Region proposal network (RPN) layer #7

0x00b1 · 2017-05-30T13:56:36Z

The region proposal network (RPN) should take two inputs, image features (i.e. features extracted by ResNet) and ground truth bounding boxes and produce object proposals and corresponding “objectness” scores. I’m envisioning something like:

x = keras.layers.Input((223, 223, 3))

a = keras_resnet.ResNet50(x)

b = keras.layers.Input((None, 4))

y = keras_rcnn.layers.RPN((14, 14))([a, b])

0x00b1 · 2017-05-30T14:15:06Z

Here’re a few links with information about implementing layers with multiple inputs:

keras-team/keras#148
keras-team/keras#2364
keras-team/keras#3037

0x00b1 · 2017-05-30T14:18:38Z

This issue has information about implementing a loss function for an intermediate layer.

keras-team/keras#5563

JihongJu · 2017-06-02T15:26:17Z

@0x00b1 Why would the RPN need the ground truth as input?
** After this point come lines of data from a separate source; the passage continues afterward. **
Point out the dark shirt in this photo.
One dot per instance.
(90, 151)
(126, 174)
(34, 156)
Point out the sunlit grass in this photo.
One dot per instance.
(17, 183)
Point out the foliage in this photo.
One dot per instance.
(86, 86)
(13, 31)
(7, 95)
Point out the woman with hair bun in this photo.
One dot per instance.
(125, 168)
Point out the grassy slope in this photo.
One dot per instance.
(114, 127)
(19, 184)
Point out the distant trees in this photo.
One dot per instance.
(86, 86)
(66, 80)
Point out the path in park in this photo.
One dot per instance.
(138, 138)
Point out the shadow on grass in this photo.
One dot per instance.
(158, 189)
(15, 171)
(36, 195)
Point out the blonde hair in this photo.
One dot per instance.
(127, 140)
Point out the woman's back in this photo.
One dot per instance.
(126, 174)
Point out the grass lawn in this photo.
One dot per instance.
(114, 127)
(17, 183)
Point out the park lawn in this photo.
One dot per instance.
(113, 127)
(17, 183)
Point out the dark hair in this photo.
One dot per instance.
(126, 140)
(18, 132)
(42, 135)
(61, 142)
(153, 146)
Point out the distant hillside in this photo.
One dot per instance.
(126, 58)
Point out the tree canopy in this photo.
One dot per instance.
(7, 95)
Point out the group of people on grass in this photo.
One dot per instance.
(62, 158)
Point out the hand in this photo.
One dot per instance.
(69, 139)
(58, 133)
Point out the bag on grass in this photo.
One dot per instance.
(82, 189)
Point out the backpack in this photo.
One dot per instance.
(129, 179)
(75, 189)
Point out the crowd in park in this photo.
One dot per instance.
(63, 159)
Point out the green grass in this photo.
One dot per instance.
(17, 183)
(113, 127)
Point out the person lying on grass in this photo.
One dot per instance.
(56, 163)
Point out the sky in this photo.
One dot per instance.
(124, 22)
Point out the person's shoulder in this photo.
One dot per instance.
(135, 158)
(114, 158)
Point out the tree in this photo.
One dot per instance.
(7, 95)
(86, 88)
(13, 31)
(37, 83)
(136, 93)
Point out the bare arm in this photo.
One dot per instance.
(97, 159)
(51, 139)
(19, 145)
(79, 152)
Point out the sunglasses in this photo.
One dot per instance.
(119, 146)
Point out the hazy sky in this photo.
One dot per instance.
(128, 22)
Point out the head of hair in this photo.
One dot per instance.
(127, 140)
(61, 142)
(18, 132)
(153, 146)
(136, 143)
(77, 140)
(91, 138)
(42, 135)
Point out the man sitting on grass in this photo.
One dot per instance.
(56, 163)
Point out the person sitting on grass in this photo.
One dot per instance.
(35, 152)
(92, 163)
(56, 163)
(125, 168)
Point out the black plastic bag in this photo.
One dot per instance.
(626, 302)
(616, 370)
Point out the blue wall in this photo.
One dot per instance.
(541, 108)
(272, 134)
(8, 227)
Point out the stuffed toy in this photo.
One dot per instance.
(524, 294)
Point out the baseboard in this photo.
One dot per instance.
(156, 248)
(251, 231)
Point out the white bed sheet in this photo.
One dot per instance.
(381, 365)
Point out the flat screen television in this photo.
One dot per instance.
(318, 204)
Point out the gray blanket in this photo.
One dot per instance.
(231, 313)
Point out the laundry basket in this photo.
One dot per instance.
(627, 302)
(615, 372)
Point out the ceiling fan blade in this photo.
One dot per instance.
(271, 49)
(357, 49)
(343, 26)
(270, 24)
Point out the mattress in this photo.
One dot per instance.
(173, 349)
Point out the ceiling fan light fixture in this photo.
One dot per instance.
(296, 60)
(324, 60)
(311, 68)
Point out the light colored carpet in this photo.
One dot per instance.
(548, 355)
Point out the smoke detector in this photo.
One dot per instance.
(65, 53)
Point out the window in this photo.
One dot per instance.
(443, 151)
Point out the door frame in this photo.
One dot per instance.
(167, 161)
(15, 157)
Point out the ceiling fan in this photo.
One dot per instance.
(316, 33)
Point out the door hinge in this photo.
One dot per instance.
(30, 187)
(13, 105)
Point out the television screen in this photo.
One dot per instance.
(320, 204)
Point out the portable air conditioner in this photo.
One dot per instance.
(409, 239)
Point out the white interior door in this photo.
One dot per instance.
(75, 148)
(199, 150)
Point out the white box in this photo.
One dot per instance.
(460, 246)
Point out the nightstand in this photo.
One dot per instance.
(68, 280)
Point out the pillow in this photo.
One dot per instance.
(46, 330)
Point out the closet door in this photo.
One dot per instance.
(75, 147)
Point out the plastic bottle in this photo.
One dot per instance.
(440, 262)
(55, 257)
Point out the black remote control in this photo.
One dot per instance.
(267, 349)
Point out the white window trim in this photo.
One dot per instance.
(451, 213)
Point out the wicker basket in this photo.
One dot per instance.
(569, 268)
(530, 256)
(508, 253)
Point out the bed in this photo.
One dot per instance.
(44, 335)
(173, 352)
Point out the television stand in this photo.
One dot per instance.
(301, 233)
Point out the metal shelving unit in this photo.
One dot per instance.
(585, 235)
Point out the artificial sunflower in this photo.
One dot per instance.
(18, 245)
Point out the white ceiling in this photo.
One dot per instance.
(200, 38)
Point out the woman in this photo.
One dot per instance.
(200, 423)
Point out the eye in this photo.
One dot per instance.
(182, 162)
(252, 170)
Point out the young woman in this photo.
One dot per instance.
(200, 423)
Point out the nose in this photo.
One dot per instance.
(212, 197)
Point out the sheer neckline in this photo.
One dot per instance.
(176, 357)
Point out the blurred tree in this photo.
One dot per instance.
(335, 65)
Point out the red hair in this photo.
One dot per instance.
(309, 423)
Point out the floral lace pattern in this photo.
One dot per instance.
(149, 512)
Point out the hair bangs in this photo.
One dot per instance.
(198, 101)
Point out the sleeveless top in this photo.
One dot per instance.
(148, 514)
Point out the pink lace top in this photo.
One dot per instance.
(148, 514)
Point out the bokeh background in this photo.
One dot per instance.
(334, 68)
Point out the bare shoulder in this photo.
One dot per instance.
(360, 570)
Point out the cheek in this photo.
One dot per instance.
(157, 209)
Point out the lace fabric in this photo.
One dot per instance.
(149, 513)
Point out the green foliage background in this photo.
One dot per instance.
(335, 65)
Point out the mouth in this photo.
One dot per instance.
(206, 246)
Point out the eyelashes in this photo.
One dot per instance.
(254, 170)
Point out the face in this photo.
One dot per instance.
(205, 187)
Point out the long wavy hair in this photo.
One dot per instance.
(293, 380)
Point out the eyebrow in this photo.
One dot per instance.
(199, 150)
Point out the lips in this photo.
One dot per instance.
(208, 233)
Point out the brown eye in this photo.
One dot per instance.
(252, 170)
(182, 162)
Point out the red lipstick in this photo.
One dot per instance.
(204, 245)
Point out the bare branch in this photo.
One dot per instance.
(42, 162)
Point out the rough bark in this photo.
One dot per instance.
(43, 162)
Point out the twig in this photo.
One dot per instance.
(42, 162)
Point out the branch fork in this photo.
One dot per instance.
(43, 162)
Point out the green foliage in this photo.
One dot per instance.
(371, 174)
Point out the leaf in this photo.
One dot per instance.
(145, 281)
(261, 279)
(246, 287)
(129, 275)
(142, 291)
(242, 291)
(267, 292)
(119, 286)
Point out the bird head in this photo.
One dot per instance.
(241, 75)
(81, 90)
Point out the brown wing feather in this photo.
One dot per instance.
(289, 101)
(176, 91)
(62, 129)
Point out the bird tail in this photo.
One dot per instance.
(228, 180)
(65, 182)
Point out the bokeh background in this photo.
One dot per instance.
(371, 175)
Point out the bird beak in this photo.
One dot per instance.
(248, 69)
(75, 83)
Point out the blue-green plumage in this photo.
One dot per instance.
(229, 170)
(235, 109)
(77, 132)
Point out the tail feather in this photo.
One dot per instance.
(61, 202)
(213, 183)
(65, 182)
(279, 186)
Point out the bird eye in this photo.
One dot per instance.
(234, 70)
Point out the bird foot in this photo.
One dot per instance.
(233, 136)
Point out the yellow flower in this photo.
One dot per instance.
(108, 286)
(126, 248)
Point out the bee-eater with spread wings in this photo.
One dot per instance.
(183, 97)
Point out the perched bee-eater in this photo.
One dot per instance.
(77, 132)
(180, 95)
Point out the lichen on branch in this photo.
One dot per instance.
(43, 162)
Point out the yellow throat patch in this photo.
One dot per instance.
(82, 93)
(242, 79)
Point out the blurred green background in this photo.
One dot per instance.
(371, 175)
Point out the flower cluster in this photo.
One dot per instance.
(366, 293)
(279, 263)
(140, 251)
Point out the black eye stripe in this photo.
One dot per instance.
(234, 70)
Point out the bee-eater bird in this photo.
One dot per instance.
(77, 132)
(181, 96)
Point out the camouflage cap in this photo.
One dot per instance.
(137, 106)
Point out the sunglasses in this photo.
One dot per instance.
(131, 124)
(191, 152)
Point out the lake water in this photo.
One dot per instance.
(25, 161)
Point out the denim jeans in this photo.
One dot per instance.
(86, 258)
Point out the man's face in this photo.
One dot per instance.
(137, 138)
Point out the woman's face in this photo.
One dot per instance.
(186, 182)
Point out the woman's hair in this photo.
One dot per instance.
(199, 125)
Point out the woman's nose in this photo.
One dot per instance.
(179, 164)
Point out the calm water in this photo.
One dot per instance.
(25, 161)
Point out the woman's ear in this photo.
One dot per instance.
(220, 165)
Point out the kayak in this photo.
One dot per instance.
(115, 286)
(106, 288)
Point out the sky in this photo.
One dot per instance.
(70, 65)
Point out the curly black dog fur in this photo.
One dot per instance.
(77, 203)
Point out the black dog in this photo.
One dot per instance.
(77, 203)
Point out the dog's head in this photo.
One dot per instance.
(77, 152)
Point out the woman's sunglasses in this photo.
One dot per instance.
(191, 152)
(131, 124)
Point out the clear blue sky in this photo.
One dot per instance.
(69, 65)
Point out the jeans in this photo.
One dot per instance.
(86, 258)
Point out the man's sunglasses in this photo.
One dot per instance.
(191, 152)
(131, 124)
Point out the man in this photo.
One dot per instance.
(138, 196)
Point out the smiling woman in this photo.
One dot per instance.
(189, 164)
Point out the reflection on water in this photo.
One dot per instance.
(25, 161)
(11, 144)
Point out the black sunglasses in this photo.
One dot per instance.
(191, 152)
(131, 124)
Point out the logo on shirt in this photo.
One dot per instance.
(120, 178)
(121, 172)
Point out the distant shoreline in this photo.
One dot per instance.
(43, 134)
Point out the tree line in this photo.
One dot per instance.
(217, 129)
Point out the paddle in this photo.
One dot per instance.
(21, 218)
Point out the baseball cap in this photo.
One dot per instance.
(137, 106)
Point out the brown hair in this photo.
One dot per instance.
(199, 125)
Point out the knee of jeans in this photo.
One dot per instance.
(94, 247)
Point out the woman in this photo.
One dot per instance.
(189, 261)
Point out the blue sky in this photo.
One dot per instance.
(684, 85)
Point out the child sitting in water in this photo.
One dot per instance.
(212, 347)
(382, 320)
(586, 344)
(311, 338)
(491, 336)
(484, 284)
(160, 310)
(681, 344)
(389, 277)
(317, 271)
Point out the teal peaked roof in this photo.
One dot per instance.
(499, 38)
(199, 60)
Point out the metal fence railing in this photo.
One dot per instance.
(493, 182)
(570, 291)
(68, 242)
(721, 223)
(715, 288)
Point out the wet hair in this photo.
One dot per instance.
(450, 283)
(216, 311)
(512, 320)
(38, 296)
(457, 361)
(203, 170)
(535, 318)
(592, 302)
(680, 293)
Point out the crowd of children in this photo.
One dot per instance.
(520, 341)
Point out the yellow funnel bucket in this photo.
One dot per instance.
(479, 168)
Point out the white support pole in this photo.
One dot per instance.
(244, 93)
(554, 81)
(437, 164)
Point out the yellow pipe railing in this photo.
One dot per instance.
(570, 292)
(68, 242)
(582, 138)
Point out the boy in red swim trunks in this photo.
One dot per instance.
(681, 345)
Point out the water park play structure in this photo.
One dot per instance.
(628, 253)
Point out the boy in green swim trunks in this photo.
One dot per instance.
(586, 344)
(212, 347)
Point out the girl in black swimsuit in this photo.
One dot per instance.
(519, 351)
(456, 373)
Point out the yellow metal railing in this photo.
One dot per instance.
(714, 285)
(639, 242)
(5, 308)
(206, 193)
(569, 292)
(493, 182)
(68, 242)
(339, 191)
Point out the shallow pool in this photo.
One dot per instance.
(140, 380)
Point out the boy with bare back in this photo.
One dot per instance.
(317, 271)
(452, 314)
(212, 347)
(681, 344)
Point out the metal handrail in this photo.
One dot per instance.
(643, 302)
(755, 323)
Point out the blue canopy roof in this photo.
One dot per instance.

As far as I understand, RPN takes the Conv features as the input and predicts labels and bounding box transforms for K anchors in each cell. I guess what you mean here is something like a AnchorTargetLayer which produces anchor classification labels and bbox regression targets, given the bounding box ground truth?

0x00b1 · 2017-06-02T15:30:05Z

Yeah, exactly. I imagined a layer that’d encapsulate AnchorLayer, AnchorTargetLayer, and ProposalLayer into one layer to circumvent the awkward train-and-predict step in Ross’ implementation. Unfortunately, it’s still unclear how this should be implemented. That’s why I’ve been implementing the Anchor and Proposal layers in parallel. What do you think?

JihongJu · 2017-06-02T17:13:14Z

I do think it's a good idea to make the train-to-predict switching easier. But I'm not sure whether encapsulating the Proposal Layer and the Anchor Target Layer into one is the way to go. It seems feeding the ground truth as inputs, instead of labels, to the model could be problematic during testing. I can hardly imagine what to fed as b during test time.

How about keeping the anchor ground truth generation away from the model definition? What we want then becomes a loss function that calculates the losses given the "objectness" scores and the bounding boxes GT directly. We can put the Anchor Target Layer inside such a loss function.

JihongJu · 2017-06-05T21:24:52Z

@0x00b1 I am thinking of structuring it as:

x = keras.layers.Input((223, 223, 3))
a = keras_resnet.ResNet50(x)
[rpn_cls, rpn_reg] = keras_rcnn.layers.RegionProposalNetwork()(a)
rpn_pred = keras.backend.concatenate([rpn_cls, rpn_reg])
proposals = keras_rcnn.layers.ObjectProposal()([rpn_cls, rpn_reg])
[rcnn_cls, rcnn_reg] = keras_rcnn.layers.ROI([7, 7])([x, proposals])
model = Model( inputs=x, outputs=[rpn_pred, rcnn_cls, rcnn_reg])
model.compile( loss=[rpn_pred_loss, rcnn_cls_loss, rcnn_reg_loss], optimizer="adam")

And we have

def rpn_pred_loss(lambda, *args, **kwargs):
    def f(y_true, y_pred):
        # separate y_pred into rpn_cls_pred and rpn_reg_pred
        rpn_cls_pred, rpn_reg_pred = separate_pred(y_pred)
        # convert y_true from gt_boxes to gt_anchors
        rpn_cls_gt, rpn_reg_gt = encode(y_true, rpn_cls_pred)
        # classification loss
        rpn_cls_loss = keras_rcnn.rpn.classification(anchors=9)(rpn_cls_gt, rpn_cls_pred)
        # regression loss
        rpn_reg_loss = keras_rcnn.rpn.regresion(anchors=9)(rpn_reg_gt, rpn_reg_pred)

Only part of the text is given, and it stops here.